Multichannel Merchant quotes Chris Kampe, Tully & Holland's Retail Group Managing Director, regarding Sycamore Partners' second bid to acquire struggling Talbots.
May 9, 2012 - In a move indicating this acquisition as a priority for Sycamore Partners, the private equity firm has upped its December 2011 offer from $3.00 per share to $3.05 per share to acquire outstanding stock of the company. Talbots rejected the December offer and opted to explore strategic alternatives. In connection with the current, non-binding proposal which will terminate on May 15th, Talbots has entered into an exclusivity agreement with Sycamore Partners.
Chris Kampe, Managing Director with Tully & Holland, Inc., said Talbots has endured serious financial difficulties posting losses in four of the past five years. "To fund these losses, Talbots burned through most of its cash and leveraged its balance sheet by taking on additional debt" Kampe said. "Efforts to stem the losses, including reducing payroll, closing underperforming stores, and reduced advertising costs, have not been sufficiently successful.
Kampe said Sycamore's current offer isn't high by takeover standards. "Talbots is a very difficult business to value, as it's unprofitable and has a deficit tangible net worth.
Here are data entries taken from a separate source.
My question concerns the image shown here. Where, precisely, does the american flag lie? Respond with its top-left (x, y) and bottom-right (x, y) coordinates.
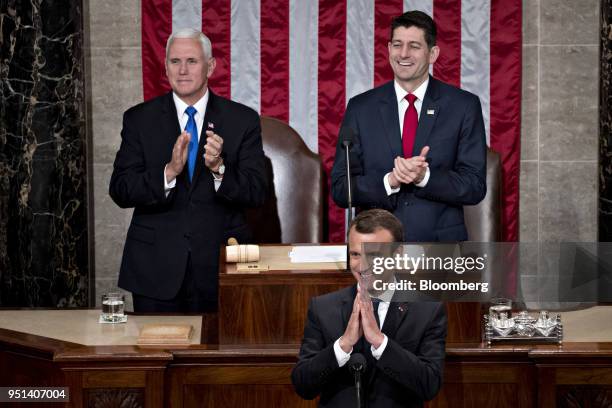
top-left (141, 0), bottom-right (522, 242)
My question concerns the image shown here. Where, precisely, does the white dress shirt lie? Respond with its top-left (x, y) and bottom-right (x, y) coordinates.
top-left (383, 77), bottom-right (429, 195)
top-left (334, 284), bottom-right (395, 367)
top-left (164, 89), bottom-right (222, 196)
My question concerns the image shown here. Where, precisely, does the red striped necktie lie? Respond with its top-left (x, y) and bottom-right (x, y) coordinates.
top-left (402, 94), bottom-right (419, 158)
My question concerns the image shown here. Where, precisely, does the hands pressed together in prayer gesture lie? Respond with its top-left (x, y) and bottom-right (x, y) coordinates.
top-left (340, 286), bottom-right (384, 353)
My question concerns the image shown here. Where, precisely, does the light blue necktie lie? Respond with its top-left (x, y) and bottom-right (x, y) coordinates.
top-left (185, 106), bottom-right (198, 181)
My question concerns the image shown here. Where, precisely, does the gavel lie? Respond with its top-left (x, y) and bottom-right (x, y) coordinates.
top-left (225, 237), bottom-right (259, 262)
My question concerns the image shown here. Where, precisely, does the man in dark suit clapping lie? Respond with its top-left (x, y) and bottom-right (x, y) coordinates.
top-left (291, 209), bottom-right (447, 408)
top-left (110, 29), bottom-right (268, 312)
top-left (332, 11), bottom-right (487, 242)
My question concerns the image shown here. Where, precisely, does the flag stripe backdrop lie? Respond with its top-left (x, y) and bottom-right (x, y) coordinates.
top-left (142, 0), bottom-right (522, 242)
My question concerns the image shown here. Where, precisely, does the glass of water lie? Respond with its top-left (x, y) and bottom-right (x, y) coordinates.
top-left (489, 297), bottom-right (512, 321)
top-left (102, 292), bottom-right (125, 323)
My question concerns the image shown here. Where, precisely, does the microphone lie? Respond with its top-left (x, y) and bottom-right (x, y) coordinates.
top-left (338, 126), bottom-right (357, 241)
top-left (347, 353), bottom-right (367, 408)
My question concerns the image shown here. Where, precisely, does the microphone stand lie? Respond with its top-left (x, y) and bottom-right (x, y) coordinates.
top-left (348, 353), bottom-right (366, 408)
top-left (342, 140), bottom-right (353, 244)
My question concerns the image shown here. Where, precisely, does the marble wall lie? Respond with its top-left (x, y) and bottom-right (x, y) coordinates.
top-left (599, 0), bottom-right (612, 242)
top-left (88, 0), bottom-right (609, 310)
top-left (520, 0), bottom-right (606, 242)
top-left (86, 0), bottom-right (143, 308)
top-left (0, 0), bottom-right (92, 307)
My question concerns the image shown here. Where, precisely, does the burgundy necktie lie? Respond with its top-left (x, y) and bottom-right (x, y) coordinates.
top-left (402, 94), bottom-right (419, 158)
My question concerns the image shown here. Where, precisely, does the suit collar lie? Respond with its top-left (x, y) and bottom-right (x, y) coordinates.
top-left (412, 76), bottom-right (440, 156)
top-left (393, 77), bottom-right (431, 105)
top-left (160, 92), bottom-right (189, 185)
top-left (379, 81), bottom-right (402, 158)
top-left (190, 88), bottom-right (227, 192)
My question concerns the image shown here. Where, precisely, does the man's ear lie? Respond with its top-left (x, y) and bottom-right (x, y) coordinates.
top-left (206, 57), bottom-right (217, 78)
top-left (429, 45), bottom-right (440, 64)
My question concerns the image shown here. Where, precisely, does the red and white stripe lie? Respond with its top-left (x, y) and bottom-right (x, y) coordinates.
top-left (142, 0), bottom-right (522, 241)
Given the financial condition of Talbots, its continued losses, and lack of financial flexibility, I would think that the Sycamore offer could be the best option for Talbots.
In December, Sycamore, which owns nearly 10% of Talbots, offered to buy Talbots for $3.00 a share when the company's stock was trading at $1.56. The December offer translated to about $208 million while the current bid hovers around $211 million. Talbots stock is currently trading around $2.65 per share, compared to $8.52 a share at the end of 2010.
Last year, Talbots announced plans to close about 110 stores through fiscal 2013, bring in new merchandising and marketing talent and rework its product line to get customers back.